Promulgada no dia 14 de agosto de 2018, a Lei 13.709/18, mais conhecida como Lei Geral de Proteção de Dados Pessoais ou apenas LGPD, foi alvo de grandes especulações e motivo de muita preocupação ao longo de seus primeiros anos de vigência.
No entanto, em que pese sua notoriedade tenha aumentado nos mais diversos ramos da sociedade, em especial no empresarial, é possível afirmar que ainda emergem muitos questionamentos a respeito da Lei nos ambientes de sua aplicação, em especial no dia a dia dos mais afetados: os titulares.

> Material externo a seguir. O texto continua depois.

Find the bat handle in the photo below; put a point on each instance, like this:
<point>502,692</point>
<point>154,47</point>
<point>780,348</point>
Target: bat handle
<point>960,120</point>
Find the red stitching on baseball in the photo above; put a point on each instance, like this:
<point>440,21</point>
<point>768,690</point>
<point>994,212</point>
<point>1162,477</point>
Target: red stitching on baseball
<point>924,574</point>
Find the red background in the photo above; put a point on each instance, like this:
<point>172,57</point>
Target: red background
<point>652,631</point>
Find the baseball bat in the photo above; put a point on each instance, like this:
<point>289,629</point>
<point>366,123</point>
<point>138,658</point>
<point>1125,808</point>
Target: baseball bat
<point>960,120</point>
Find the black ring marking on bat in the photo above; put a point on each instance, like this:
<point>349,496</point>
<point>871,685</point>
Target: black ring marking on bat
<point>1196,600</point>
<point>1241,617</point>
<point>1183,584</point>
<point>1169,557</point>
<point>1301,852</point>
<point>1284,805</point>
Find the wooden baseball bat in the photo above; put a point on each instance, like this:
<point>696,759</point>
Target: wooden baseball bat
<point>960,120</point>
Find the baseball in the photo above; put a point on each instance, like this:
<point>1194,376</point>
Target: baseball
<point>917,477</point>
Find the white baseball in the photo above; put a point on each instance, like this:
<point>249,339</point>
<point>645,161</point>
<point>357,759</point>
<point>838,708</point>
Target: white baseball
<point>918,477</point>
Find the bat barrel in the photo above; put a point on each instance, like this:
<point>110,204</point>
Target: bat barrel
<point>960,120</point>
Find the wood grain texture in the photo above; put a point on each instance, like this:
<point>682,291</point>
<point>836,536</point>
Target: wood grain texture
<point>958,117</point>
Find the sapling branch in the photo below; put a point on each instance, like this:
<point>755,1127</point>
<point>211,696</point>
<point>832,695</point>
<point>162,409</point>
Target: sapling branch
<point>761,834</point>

A Lei Geral de Proteção de Dados Pessoais dispõe acerca de como deve ocorrer o tratamento de dados pessoais pelos mais diversos agentes da sociedade e não apenas as grandes empresas, como muitos acreditam. Assim, em consonância com o art. 5°, inciso XII da Constituição Federal, que determina que a proteção de dados pessoais é um direito fundamental do cidadão, a LGPD visa promover o respeito pela privacidade individual, pela inviolabilidade da intimidade, honra e imagem, pelos direitos humanos, livre desenvolvimento da personalidade, dignidade e exercício da cidadania pelas pessoas naturais, dentre outros fundamentos dispostos no rol do art. 2° da Lei.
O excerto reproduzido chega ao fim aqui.